Radar aims to dominate construction sector

Radar Holdings plans to grow into a complete construction company as part of an ultimate aim to become a provider of housing solutions.
Chief executive Elias Hwenga told analysts last week that Radar Properties will be dominant in the future but the group would overall seek to become a significant player in the construction sector.
Clay bricks are the major cladding material for houses in Zimbabwe and therefore the brick manufacturing industry’s performance is highly influenced by trends in new housing development.

Within its traditional markets, there is intense pressure from substitutes like cement and competition from the many informal farm brick making operations dotted across the country’s low income areas.

We can safely conclude that business growth opportunities within the brick making industry are now limited and this is not taking cognisance of the fact that there is a slowdown in the local economy.

The many dynamics affecting the brick manufacturing industry make the company unattractive to investors. Faced with so many threats; companies like Radar should certainly evolve in order to survive the slump in business.

The trick is to create something that is meaningful and has the relevant scale to grow without adding too much costs and complexity.
The good thing about Radar it seems that after the demerger the company is now structuring itself into a more integrated construction and real estate business.
This means the company will not solely depend on revenues from the brick making and property operations going forward.

This requires that the group reinvents itself and diversify its operations into a more vertically structured organisation with units that feed into each other; taking advantage of growth opportunities up and down the property development value chain.

This presents a very good opportunity to improve its top line and create synergies within the group. In addition to brick making and properties the group could further expand into manufacturing other building materials like tiles, timber and maybe go further into property development and realtor.

The huge cost benefit of this and the resultant growth in revenues will definitely see an improvement in the company’s operating results. We all know that brick making is both labour and energy intensive. These are the major cost drivers, and key to improving profitability is using energy efficient technologies.

The company should therefore look at investing in such technologies so as to improve its cost structure. While Radar released improved results when we compare to last year’s, however, will this be sustainable if we were to forecast a five year period? We would like to think not. These results are more of a mirage than a concerted result of management effort. Firstly the company temporarily shut down one of its factories as a result of depressed demand, this obviously contributed to a reduction in costs.

Secondly there were two types of costs which were once off items last year. There was a fair value loss of $600,000 and non-recurring items of $1,8 million.
If we add all these three together we could possibly see that these items plus the factory shut down contributed hugely to the 62 percent decline in costs from last year; and not the result of operational efficiencies as alluded by management. What we know is that a cost efficient operation does not temporary shut down its factory.

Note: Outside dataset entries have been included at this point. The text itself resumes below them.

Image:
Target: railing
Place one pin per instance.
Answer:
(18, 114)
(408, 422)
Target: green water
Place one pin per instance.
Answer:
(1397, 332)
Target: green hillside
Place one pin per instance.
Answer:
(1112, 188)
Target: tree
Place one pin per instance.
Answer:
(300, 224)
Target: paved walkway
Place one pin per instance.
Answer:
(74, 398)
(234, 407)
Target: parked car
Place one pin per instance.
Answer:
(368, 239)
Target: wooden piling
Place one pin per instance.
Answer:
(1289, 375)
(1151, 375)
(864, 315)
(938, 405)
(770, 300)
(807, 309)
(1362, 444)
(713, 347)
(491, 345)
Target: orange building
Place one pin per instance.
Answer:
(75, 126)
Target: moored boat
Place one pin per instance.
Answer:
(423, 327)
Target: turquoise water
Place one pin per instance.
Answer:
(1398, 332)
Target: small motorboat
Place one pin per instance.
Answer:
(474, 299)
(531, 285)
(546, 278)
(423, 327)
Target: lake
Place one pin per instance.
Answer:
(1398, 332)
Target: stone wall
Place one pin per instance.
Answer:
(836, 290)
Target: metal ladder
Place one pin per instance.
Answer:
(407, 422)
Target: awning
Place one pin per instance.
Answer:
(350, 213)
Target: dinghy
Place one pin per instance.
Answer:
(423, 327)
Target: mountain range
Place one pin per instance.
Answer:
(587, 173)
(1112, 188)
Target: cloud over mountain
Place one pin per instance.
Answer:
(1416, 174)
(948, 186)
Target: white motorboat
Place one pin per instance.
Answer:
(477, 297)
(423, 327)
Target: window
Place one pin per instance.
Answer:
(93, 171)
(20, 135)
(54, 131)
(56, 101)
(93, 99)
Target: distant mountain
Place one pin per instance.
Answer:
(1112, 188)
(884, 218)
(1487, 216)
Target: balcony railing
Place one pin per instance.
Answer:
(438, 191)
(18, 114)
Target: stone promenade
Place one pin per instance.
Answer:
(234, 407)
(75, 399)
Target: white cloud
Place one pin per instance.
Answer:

Factory closure and a downward revision of selling prices were the major factors that caused a dip in revenues which were down by 9 percent.
However, the company saw an improvement in brick sales in three regions which include Midlands, Masvingo, and Mashonaland.

These target areas saw unprecedented double digit growth. If these sales could be sustained at such low prices then investors and analysts could possibly have something to smile about. In our opinion these are possibly once off due to a number of construction projects taking place in those regions, and next year’s results would be the test case on the sustainability of these sales numbers.

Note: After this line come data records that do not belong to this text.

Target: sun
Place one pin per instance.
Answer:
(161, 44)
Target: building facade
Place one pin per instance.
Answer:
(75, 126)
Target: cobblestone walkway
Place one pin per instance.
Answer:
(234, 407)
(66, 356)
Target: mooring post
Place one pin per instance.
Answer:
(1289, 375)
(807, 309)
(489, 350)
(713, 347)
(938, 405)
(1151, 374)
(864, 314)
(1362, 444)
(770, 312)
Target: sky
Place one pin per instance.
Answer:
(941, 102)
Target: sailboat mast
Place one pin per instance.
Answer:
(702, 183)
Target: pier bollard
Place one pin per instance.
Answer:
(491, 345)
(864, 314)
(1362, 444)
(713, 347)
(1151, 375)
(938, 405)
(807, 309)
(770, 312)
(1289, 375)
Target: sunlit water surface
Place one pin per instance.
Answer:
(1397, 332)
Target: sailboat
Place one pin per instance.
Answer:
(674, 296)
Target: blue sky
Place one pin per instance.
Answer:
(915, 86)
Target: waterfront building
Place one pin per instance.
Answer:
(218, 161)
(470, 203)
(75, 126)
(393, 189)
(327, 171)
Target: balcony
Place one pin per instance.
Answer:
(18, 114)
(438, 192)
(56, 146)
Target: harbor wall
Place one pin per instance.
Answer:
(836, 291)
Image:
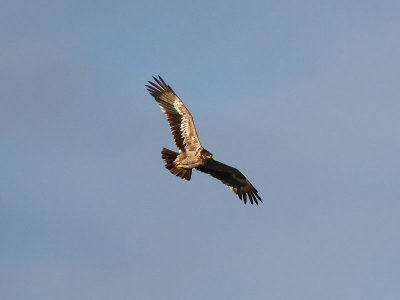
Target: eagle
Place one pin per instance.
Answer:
(191, 153)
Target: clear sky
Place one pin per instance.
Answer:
(302, 96)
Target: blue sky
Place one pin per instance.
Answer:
(302, 96)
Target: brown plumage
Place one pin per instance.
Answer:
(191, 152)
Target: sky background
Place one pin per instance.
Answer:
(302, 96)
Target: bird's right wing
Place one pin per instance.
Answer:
(179, 118)
(232, 178)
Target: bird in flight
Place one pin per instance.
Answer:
(191, 152)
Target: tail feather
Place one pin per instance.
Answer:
(169, 157)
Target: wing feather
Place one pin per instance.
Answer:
(232, 178)
(178, 116)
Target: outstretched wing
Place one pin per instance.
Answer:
(233, 178)
(179, 118)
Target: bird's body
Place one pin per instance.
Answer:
(191, 152)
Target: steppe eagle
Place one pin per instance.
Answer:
(191, 152)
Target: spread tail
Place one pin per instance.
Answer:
(169, 157)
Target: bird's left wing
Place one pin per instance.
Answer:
(233, 178)
(179, 118)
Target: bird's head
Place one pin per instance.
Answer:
(206, 155)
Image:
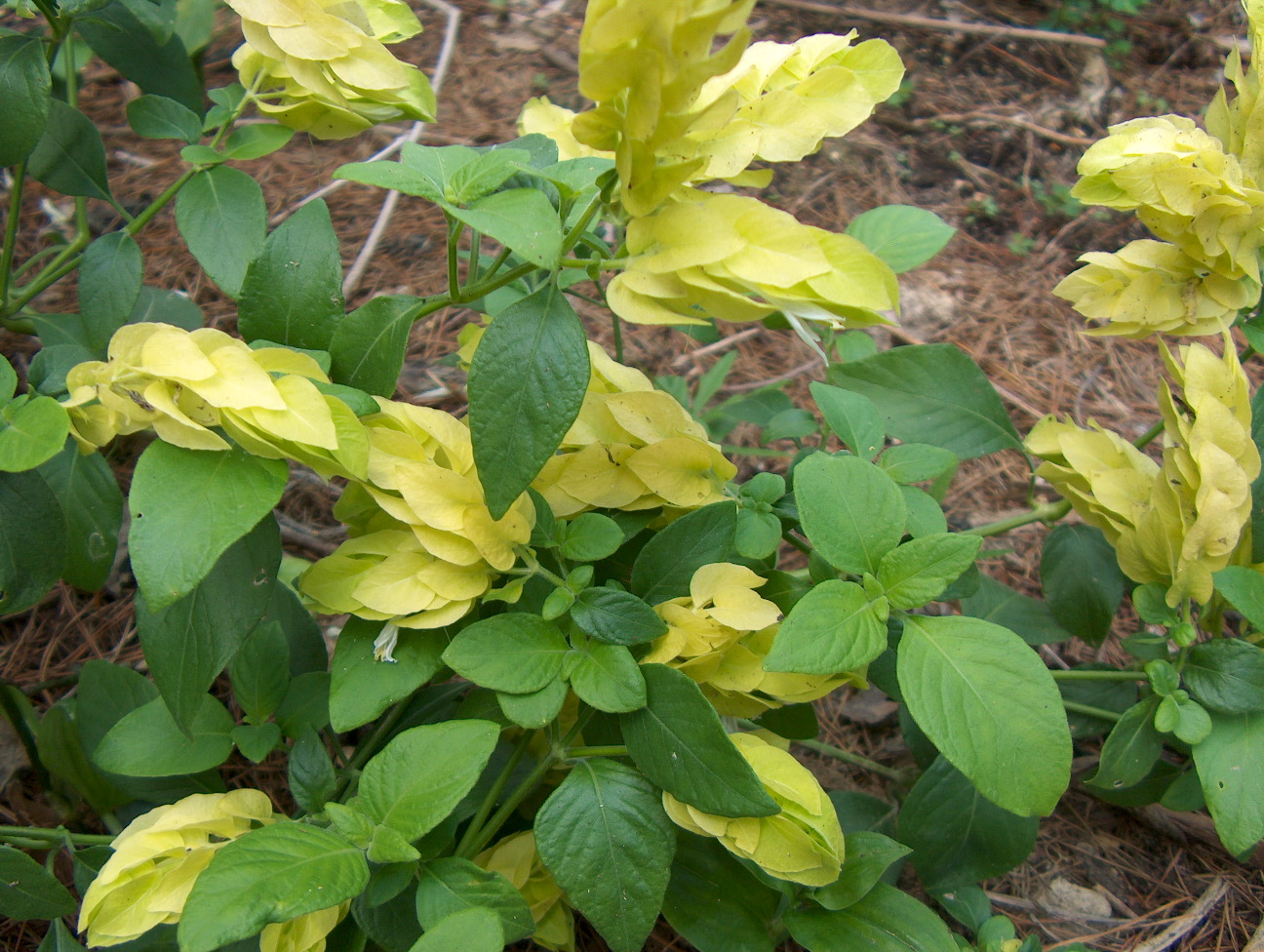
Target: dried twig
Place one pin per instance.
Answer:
(946, 25)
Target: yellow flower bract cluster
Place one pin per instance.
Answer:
(802, 844)
(324, 67)
(1179, 521)
(158, 858)
(720, 636)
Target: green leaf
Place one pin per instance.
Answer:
(451, 885)
(1226, 675)
(188, 643)
(157, 62)
(469, 931)
(615, 617)
(869, 856)
(30, 892)
(957, 835)
(902, 235)
(363, 688)
(836, 627)
(919, 571)
(413, 802)
(607, 840)
(162, 118)
(961, 679)
(370, 342)
(666, 563)
(517, 653)
(931, 393)
(25, 88)
(188, 507)
(260, 670)
(679, 742)
(1083, 580)
(32, 431)
(1130, 750)
(526, 385)
(521, 218)
(1230, 764)
(852, 512)
(293, 291)
(716, 903)
(607, 677)
(853, 418)
(148, 741)
(1029, 618)
(69, 157)
(224, 220)
(33, 542)
(884, 921)
(272, 874)
(917, 461)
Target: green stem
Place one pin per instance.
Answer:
(1077, 708)
(55, 836)
(1089, 675)
(1048, 512)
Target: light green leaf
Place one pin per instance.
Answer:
(413, 801)
(609, 842)
(272, 874)
(961, 679)
(919, 571)
(850, 511)
(836, 627)
(679, 742)
(931, 393)
(188, 507)
(517, 653)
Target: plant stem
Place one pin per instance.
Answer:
(1089, 675)
(56, 836)
(1048, 512)
(1075, 707)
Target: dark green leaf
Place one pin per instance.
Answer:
(272, 874)
(517, 653)
(30, 892)
(370, 342)
(188, 507)
(222, 218)
(931, 393)
(526, 385)
(451, 885)
(665, 566)
(25, 88)
(960, 678)
(293, 291)
(679, 742)
(850, 511)
(362, 688)
(69, 157)
(1083, 580)
(33, 542)
(413, 801)
(609, 842)
(957, 835)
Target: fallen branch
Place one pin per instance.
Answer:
(986, 29)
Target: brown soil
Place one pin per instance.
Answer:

The property unit also seems to be besieged by the challenging environment within the property sector. A very low and irregular occupancy rate of 60 percent will definitely not see the unit contributing meaningfully to revenues any time soon.

We definitely wonder what the collection rate is; management has opted for investors and analysts to play the guessing game on this one.
It is good that the group is looking at a property development project in Bulawayo. We hope that they have a solid business model for the project, and have at least an indication of the funding and where it will come from. With a market cap of just above $2 million the reality is that the company will definitely face challenges raising capital given the tight shareholding, considering the bulk of Zimbabwean listed company shun dilution.

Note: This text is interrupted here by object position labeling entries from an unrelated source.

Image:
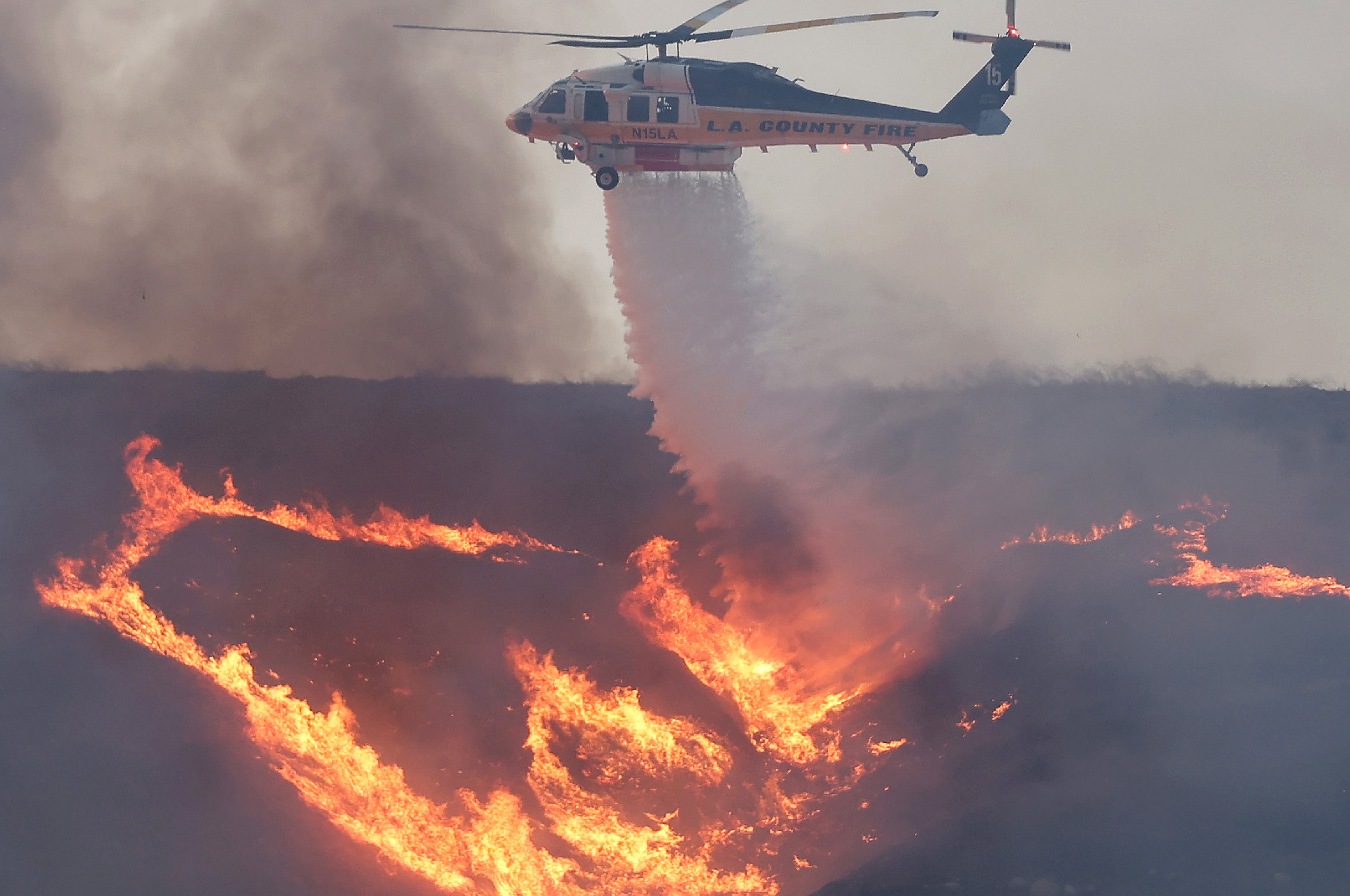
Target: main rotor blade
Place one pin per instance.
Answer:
(811, 23)
(606, 44)
(974, 38)
(682, 32)
(534, 34)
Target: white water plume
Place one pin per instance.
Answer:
(808, 546)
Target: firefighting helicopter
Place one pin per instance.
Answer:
(674, 114)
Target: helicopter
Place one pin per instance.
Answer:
(675, 114)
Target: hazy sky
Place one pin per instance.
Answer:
(322, 194)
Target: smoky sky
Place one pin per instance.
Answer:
(1163, 741)
(1170, 194)
(276, 187)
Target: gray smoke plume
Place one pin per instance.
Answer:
(270, 185)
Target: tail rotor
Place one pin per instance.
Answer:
(1012, 33)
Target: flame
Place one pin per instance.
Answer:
(488, 844)
(1190, 540)
(316, 752)
(781, 717)
(1267, 581)
(168, 505)
(613, 731)
(885, 747)
(1098, 532)
(629, 857)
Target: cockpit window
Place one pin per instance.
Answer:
(597, 107)
(555, 103)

While the company has an okay quality of earnings ratio of 1, which is better in comparison to some ZSE peers, the ability to sustain and grow those earnings is of greater importance. We agree that calculating quality of earnings is an important piece of evaluating a company’s financial health as it encompasses the essential economic fundamentals of the business.

The closer the ratio is to zero the higher the company’s quality of earnings. So a ratio of 1 is okay in this market given the quality of earnings ratios we have seen in the last 12 months.

Management at Radar have a big challenge in the forecast period, and this is where we shall judge them. Short of diversifying vertically Radar will remain unattractive, as there is very limited revenue growth in brick making and properties. — Wires.